An FDA decision to withdraw the Avastin breast cancer indication will not affect the approvals of Avastin to treat advanced cancers of the lung, colon, and rectum.
As the news about Blue Shield of California suggests, the possible loss of FDA approval can make it less likely that insurers will pay for Avastin to treat breast cancer. Still, the day after the June 2011 FDA expert panel's recommendation to remove the breast cancer approval, a spokesperson for Medicare announced that even if the Avastin breast cancer indication is removed, Medicare will continue to pay for Avastin to treat metastatic breast cancer. Medicare's announcement is important because many insurers follow Medicare's payment policies. Medicare and insurance companies often pay for treatments prescribed by doctors for a condition even if the treatment isn't FDA-approved for that specific use. The NCCN's continued support for Avastin to treat metastatic breast cancer also should make it more likely that many insurers will continue to pay for it even if the FDA removes the breast cancer indication.

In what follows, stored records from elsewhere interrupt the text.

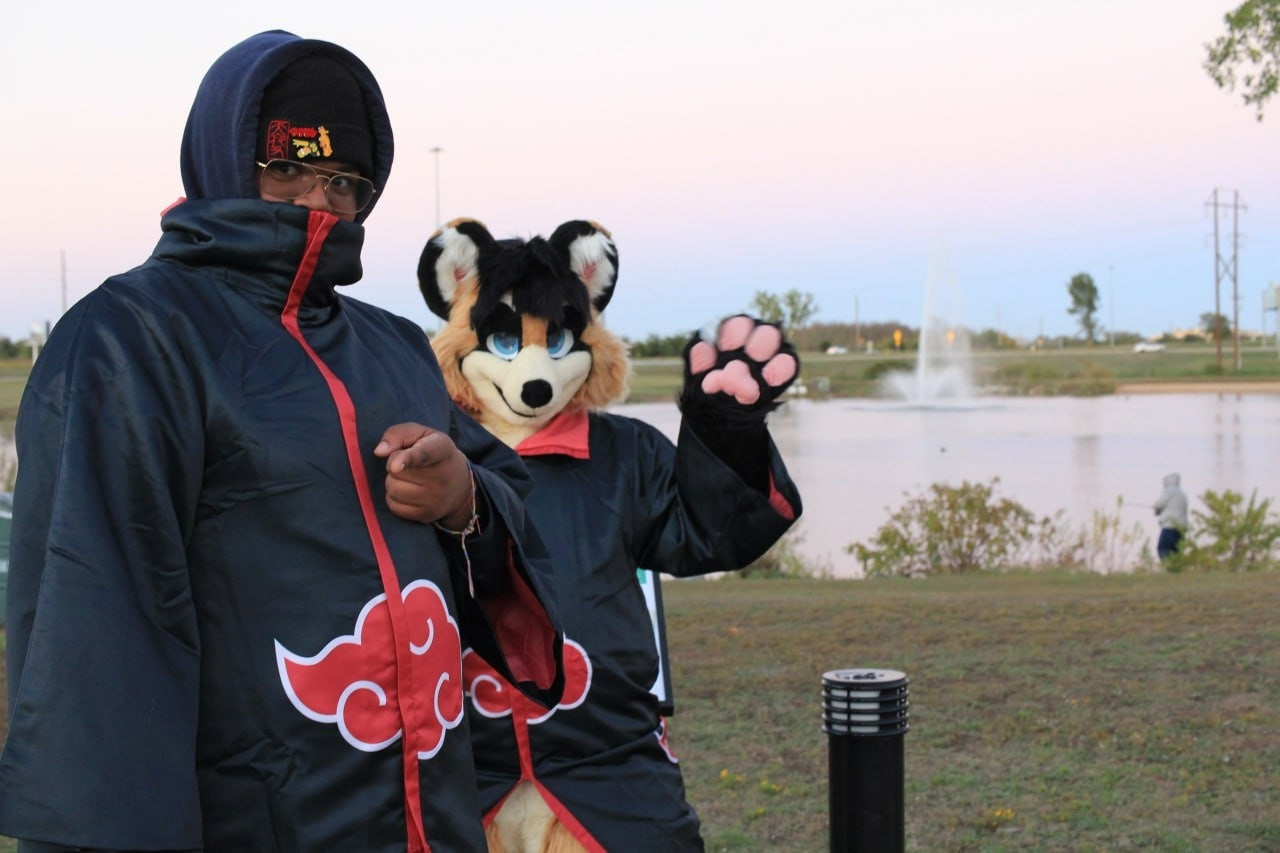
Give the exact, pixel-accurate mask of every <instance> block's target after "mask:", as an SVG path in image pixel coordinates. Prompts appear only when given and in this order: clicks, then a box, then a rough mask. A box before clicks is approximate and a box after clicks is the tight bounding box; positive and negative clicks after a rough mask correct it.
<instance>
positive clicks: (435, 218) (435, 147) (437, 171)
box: [431, 145, 444, 228]
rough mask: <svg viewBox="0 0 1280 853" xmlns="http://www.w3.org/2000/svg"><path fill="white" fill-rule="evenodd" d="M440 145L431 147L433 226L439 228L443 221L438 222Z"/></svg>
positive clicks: (439, 208) (439, 187) (439, 194)
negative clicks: (434, 174) (434, 202)
mask: <svg viewBox="0 0 1280 853" xmlns="http://www.w3.org/2000/svg"><path fill="white" fill-rule="evenodd" d="M443 150H444V149H442V147H440V146H438V145H436V146H435V147H433V149H431V154H433V155H435V227H436V228H439V227H440V225H442V224H443V223H442V222H440V151H443Z"/></svg>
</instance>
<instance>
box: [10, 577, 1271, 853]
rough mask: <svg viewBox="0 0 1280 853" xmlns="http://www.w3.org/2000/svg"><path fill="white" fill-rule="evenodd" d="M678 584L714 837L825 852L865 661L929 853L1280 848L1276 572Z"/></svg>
mask: <svg viewBox="0 0 1280 853" xmlns="http://www.w3.org/2000/svg"><path fill="white" fill-rule="evenodd" d="M663 590H664V602H666V612H667V629H668V642H669V647H671V657H672V676H673V690H675V699H676V713H675V716H673V717H672V721H671V722H672V729H671V744H672V748H673V749H675V752H676V753H677V754H678V756H680V760H681V763H682V767H684V772H685V779H686V784H687V793H689V798H690V800H691V802H692V803H694V806H695V807H696V808H698V811H699V812H700V815H701V817H703V834H704V838H705V839H707V844H708V849H709V850H797V852H810V850H812V852H817V850H824V849H827V848H828V802H827V800H828V789H827V775H828V768H827V748H828V744H827V735H826V734H823V731H822V674H823V672H826V671H828V670H837V669H850V667H874V669H892V670H901V671H902V672H905V674H906V675H908V678H909V679H910V715H911V724H910V725H911V727H910V731H908V733H906V735H904V738H905V740H904V745H905V785H904V793H905V795H904V802H905V812H906V841H908V849H910V850H931V852H932V850H946V852H948V853H956V852H965V850H982V852H991V853H996V852H1005V850H1007V852H1012V850H1037V852H1041V850H1073V852H1079V850H1096V852H1101V850H1162V852H1185V853H1192V852H1204V850H1213V852H1219V850H1230V852H1235V853H1249V852H1260V853H1261V852H1263V850H1270V852H1274V850H1277V849H1280V804H1277V803H1280V800H1277V794H1280V735H1277V733H1280V622H1277V620H1276V613H1277V612H1280V576H1277V575H1276V574H1258V575H1228V574H1220V575H1112V576H1101V575H1059V574H1048V575H1006V576H996V575H972V576H952V578H940V579H931V580H914V581H908V580H874V581H869V580H832V581H828V580H790V581H783V580H740V579H733V578H731V579H726V580H686V581H668V583H667V584H664V587H663ZM0 695H3V692H0ZM4 849H6V848H5V847H4V843H3V841H0V850H4ZM9 849H12V847H10V848H9Z"/></svg>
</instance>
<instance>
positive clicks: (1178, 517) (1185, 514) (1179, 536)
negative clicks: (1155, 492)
mask: <svg viewBox="0 0 1280 853" xmlns="http://www.w3.org/2000/svg"><path fill="white" fill-rule="evenodd" d="M1181 482H1183V478H1181V475H1179V474H1166V475H1165V480H1164V488H1162V489H1161V492H1160V497H1158V498H1156V502H1155V503H1153V505H1152V507H1153V508H1155V510H1156V521H1157V523H1158V524H1160V538H1158V539H1157V540H1156V553H1157V555H1158V556H1160V558H1161V560H1162V561H1164V560H1169V558H1170V557H1171V556H1174V555H1175V553H1178V546H1179V544H1181V540H1183V530H1185V529H1187V525H1188V517H1187V493H1185V492H1183V488H1181Z"/></svg>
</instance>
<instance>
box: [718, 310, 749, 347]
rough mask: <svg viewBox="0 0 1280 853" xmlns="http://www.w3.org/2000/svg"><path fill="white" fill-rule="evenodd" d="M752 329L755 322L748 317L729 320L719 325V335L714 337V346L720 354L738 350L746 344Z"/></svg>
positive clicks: (735, 317) (741, 317)
mask: <svg viewBox="0 0 1280 853" xmlns="http://www.w3.org/2000/svg"><path fill="white" fill-rule="evenodd" d="M754 328H755V320H753V319H751V318H749V316H733V318H730V319H727V320H724V321H723V323H721V328H719V334H717V336H716V345H717V346H718V347H719V350H721V352H724V351H726V350H740V348H741V347H742V346H744V345H745V343H746V339H748V337H749V336H750V334H751V329H754Z"/></svg>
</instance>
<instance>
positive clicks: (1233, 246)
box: [1231, 190, 1240, 373]
mask: <svg viewBox="0 0 1280 853" xmlns="http://www.w3.org/2000/svg"><path fill="white" fill-rule="evenodd" d="M1231 193H1233V195H1231V345H1233V347H1234V351H1235V371H1236V373H1240V268H1239V260H1240V192H1239V190H1233V191H1231Z"/></svg>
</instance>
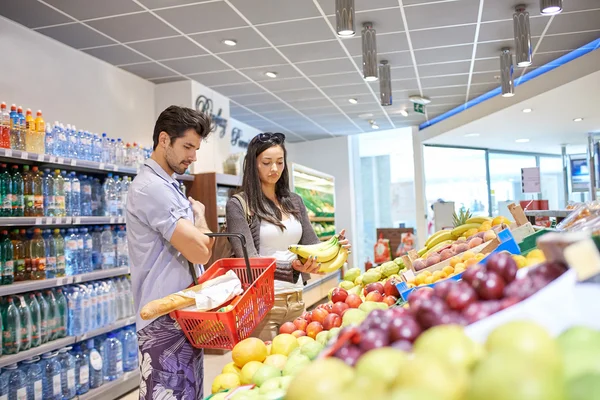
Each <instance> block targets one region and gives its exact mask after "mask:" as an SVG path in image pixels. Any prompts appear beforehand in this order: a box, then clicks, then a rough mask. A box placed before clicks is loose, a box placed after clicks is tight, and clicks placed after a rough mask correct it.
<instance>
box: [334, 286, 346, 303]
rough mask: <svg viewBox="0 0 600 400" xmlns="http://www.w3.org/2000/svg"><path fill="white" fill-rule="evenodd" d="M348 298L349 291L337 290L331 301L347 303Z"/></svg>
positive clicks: (345, 290) (336, 288) (334, 289)
mask: <svg viewBox="0 0 600 400" xmlns="http://www.w3.org/2000/svg"><path fill="white" fill-rule="evenodd" d="M346 297H348V291H347V290H346V289H343V288H335V289H333V292H332V293H331V301H332V302H333V303H337V302H338V301H345V300H346Z"/></svg>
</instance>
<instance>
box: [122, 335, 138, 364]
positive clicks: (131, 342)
mask: <svg viewBox="0 0 600 400" xmlns="http://www.w3.org/2000/svg"><path fill="white" fill-rule="evenodd" d="M137 353H138V345H137V335H136V333H135V331H134V330H133V329H131V328H125V331H124V333H123V370H124V371H133V370H135V369H136V368H137V367H138V358H137V357H138V354H137Z"/></svg>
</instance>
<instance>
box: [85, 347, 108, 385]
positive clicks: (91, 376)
mask: <svg viewBox="0 0 600 400" xmlns="http://www.w3.org/2000/svg"><path fill="white" fill-rule="evenodd" d="M86 347H87V351H88V355H89V360H90V388H92V389H96V388H99V387H100V386H102V384H103V383H104V373H103V372H102V371H103V365H102V361H103V360H102V356H101V355H100V353H99V352H98V350H96V348H95V347H94V339H90V340H88V341H87V343H86Z"/></svg>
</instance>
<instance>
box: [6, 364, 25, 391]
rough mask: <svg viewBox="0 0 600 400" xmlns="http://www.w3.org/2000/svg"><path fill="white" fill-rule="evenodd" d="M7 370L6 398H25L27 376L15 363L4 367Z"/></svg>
mask: <svg viewBox="0 0 600 400" xmlns="http://www.w3.org/2000/svg"><path fill="white" fill-rule="evenodd" d="M4 369H5V370H6V372H8V399H9V400H27V377H26V376H25V373H24V372H23V370H21V369H19V367H18V366H17V364H10V365H7V366H6V367H4Z"/></svg>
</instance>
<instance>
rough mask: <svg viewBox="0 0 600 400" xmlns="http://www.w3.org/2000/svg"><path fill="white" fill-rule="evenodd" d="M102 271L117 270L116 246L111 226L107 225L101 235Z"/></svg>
mask: <svg viewBox="0 0 600 400" xmlns="http://www.w3.org/2000/svg"><path fill="white" fill-rule="evenodd" d="M101 251H102V269H111V268H115V244H114V240H113V235H112V232H111V230H110V226H108V225H105V226H104V230H103V231H102V235H101Z"/></svg>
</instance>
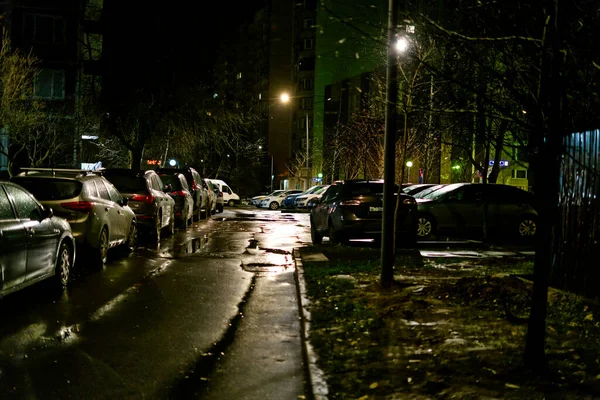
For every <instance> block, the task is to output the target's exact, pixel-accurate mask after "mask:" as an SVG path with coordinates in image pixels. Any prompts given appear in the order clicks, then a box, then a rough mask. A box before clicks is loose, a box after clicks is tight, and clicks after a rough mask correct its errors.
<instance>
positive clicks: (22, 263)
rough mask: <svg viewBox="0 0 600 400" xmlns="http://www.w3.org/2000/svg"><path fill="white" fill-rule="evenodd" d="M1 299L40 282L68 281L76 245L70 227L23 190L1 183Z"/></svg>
mask: <svg viewBox="0 0 600 400" xmlns="http://www.w3.org/2000/svg"><path fill="white" fill-rule="evenodd" d="M0 249H1V250H0V298H2V297H4V296H6V295H8V294H10V293H13V292H16V291H17V290H19V289H22V288H24V287H27V286H29V285H32V284H34V283H36V282H39V281H41V280H44V279H47V278H51V279H54V281H55V284H56V286H58V287H64V286H67V285H68V284H69V282H70V281H71V268H72V266H73V261H74V260H75V241H74V239H73V235H72V234H71V228H70V227H69V223H68V222H67V221H65V220H64V219H62V218H59V217H56V216H54V215H53V213H52V209H50V208H47V207H43V206H42V205H41V204H40V203H38V201H37V200H36V199H35V198H34V197H33V196H32V195H31V193H29V192H28V191H26V190H25V189H24V188H22V187H21V186H19V185H15V184H14V183H10V182H6V181H0Z"/></svg>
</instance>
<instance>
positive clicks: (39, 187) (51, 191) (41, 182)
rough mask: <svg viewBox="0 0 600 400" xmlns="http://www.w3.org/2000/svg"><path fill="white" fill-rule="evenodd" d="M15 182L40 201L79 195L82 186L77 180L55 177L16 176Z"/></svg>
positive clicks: (68, 198)
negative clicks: (26, 189)
mask: <svg viewBox="0 0 600 400" xmlns="http://www.w3.org/2000/svg"><path fill="white" fill-rule="evenodd" d="M15 183H18V184H19V185H21V186H23V187H24V188H25V189H27V190H29V191H30V192H31V194H33V195H34V196H35V198H36V199H38V200H40V201H48V200H66V199H72V198H74V197H77V196H79V194H80V193H81V187H82V186H83V185H82V183H81V182H79V181H73V180H69V179H65V180H60V179H55V178H51V179H40V178H17V179H15Z"/></svg>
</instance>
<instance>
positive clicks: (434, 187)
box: [411, 185, 445, 199]
mask: <svg viewBox="0 0 600 400" xmlns="http://www.w3.org/2000/svg"><path fill="white" fill-rule="evenodd" d="M444 186H445V185H435V186H431V187H428V188H427V189H425V190H422V191H420V192H417V193H413V194H411V196H413V197H415V198H417V199H424V198H426V197H425V196H428V195H429V194H431V193H433V192H435V191H436V190H438V189H441V188H443V187H444Z"/></svg>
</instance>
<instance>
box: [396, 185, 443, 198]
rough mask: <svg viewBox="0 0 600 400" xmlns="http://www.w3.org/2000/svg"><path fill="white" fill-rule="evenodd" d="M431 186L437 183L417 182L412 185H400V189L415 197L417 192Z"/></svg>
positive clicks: (427, 187)
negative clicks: (401, 186) (422, 182)
mask: <svg viewBox="0 0 600 400" xmlns="http://www.w3.org/2000/svg"><path fill="white" fill-rule="evenodd" d="M433 186H438V184H437V183H417V184H414V185H407V186H404V185H402V191H403V192H404V193H406V194H408V195H411V196H413V197H415V195H417V194H418V193H421V192H423V191H424V190H426V189H429V188H431V187H433Z"/></svg>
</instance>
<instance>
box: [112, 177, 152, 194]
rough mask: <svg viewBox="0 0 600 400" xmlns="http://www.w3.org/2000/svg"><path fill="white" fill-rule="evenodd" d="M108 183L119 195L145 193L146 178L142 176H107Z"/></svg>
mask: <svg viewBox="0 0 600 400" xmlns="http://www.w3.org/2000/svg"><path fill="white" fill-rule="evenodd" d="M107 179H108V181H109V182H110V183H112V184H113V185H115V187H116V188H117V190H118V191H119V192H121V193H146V192H147V191H148V189H147V187H146V178H144V177H142V176H127V175H121V176H109V177H107Z"/></svg>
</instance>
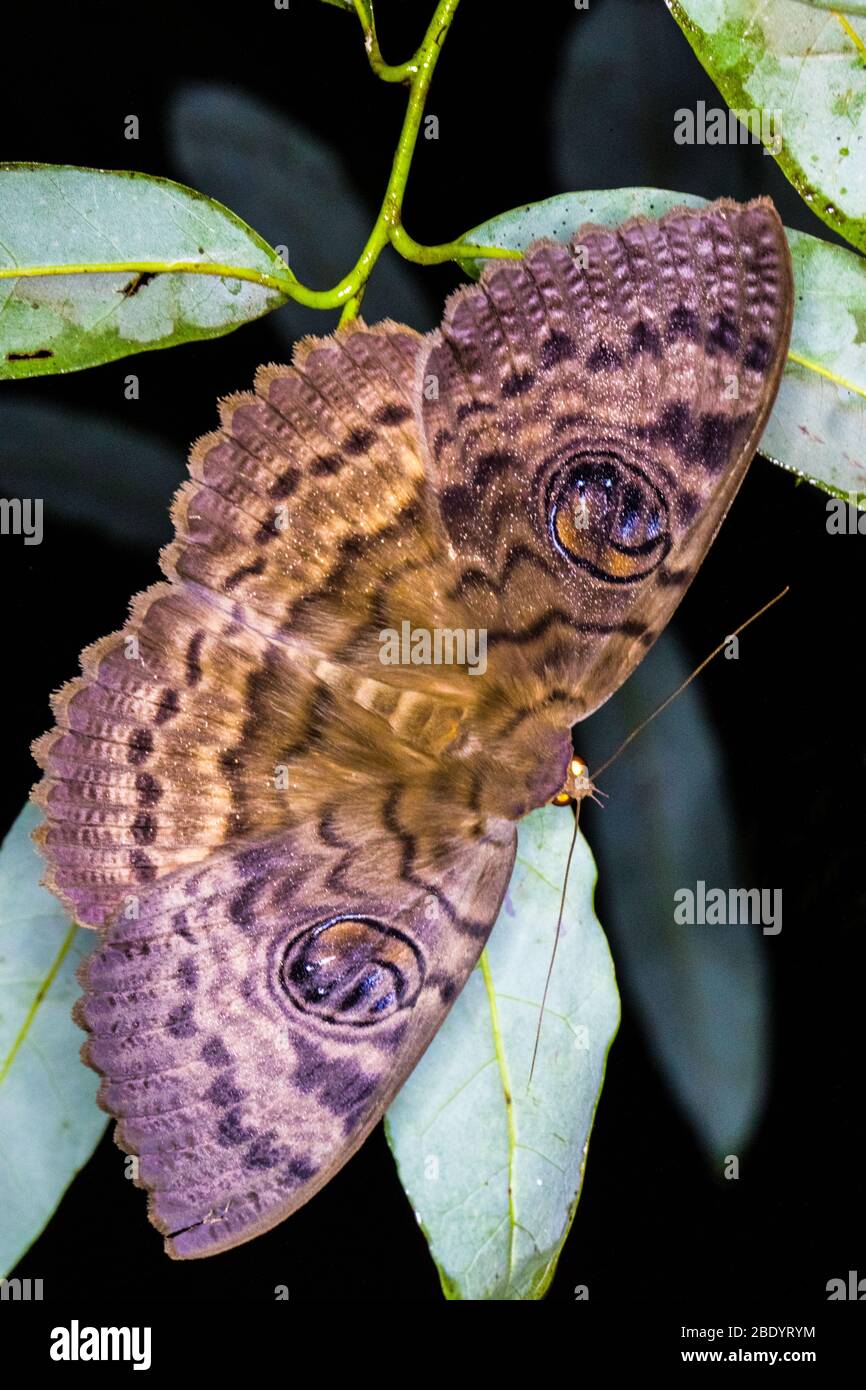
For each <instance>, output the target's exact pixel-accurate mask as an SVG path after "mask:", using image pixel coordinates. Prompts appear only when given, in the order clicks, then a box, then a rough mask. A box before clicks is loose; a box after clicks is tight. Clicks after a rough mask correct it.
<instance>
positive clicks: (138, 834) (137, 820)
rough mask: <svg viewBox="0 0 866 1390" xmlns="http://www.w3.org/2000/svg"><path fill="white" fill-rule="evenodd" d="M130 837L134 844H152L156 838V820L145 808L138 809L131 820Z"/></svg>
mask: <svg viewBox="0 0 866 1390" xmlns="http://www.w3.org/2000/svg"><path fill="white" fill-rule="evenodd" d="M132 838H133V840H135V842H136V845H152V844H153V841H154V840H156V820H154V819H153V816H152V815H150V812H147V810H140V812H139V813H138V816H136V817H135V820H133V821H132Z"/></svg>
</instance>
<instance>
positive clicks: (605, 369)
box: [587, 341, 623, 371]
mask: <svg viewBox="0 0 866 1390" xmlns="http://www.w3.org/2000/svg"><path fill="white" fill-rule="evenodd" d="M621 366H623V359H621V357H620V354H619V352H617V350H616V347H612V346H610V345H609V343H606V342H603V341H602V342H599V343H596V345H595V347H594V349H592V352H591V353H589V356H588V357H587V370H588V371H619V370H620V367H621Z"/></svg>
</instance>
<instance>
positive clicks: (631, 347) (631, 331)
mask: <svg viewBox="0 0 866 1390" xmlns="http://www.w3.org/2000/svg"><path fill="white" fill-rule="evenodd" d="M628 352H630V354H631V356H632V357H637V354H638V353H639V352H648V353H649V354H651V356H652V357H660V356H662V338H660V336H659V331H657V328H653V327H652V324H648V322H645V321H644V320H642V318H641V320H639V321H638V322H637V324H635V325H634V328H632V329H631V341H630V343H628Z"/></svg>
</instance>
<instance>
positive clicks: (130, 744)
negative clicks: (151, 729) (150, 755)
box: [126, 728, 153, 767]
mask: <svg viewBox="0 0 866 1390" xmlns="http://www.w3.org/2000/svg"><path fill="white" fill-rule="evenodd" d="M128 746H129V752H128V753H126V762H128V763H131V765H132V766H133V767H138V766H139V763H143V762H146V760H147V759H149V758H150V755H152V752H153V734H152V733H150V730H149V728H133V730H132V734H131V735H129V745H128Z"/></svg>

If you've been diagnosed with metastatic breast cancer, you and your doctor will develop a treatment plan that will likely include chemotherapy and possibly hormonal therapy and/or targeted therapy medicines. No matter which treatments are recommended for you, you may want to talk to your doctor about:
- why each treatment is recommended (including any combinations)
- treatment timing and sequence
- the expected benefits, risks, and side effects of each treatment
If you're already getting Avastin and are responding to treatment, you may want to ask your doctor about both the FDA and the NCCN experts' recommendations. It's likely that your doctor will recommend that you stick with your treatment plan unless it stops being effective or unacceptable side effects develop.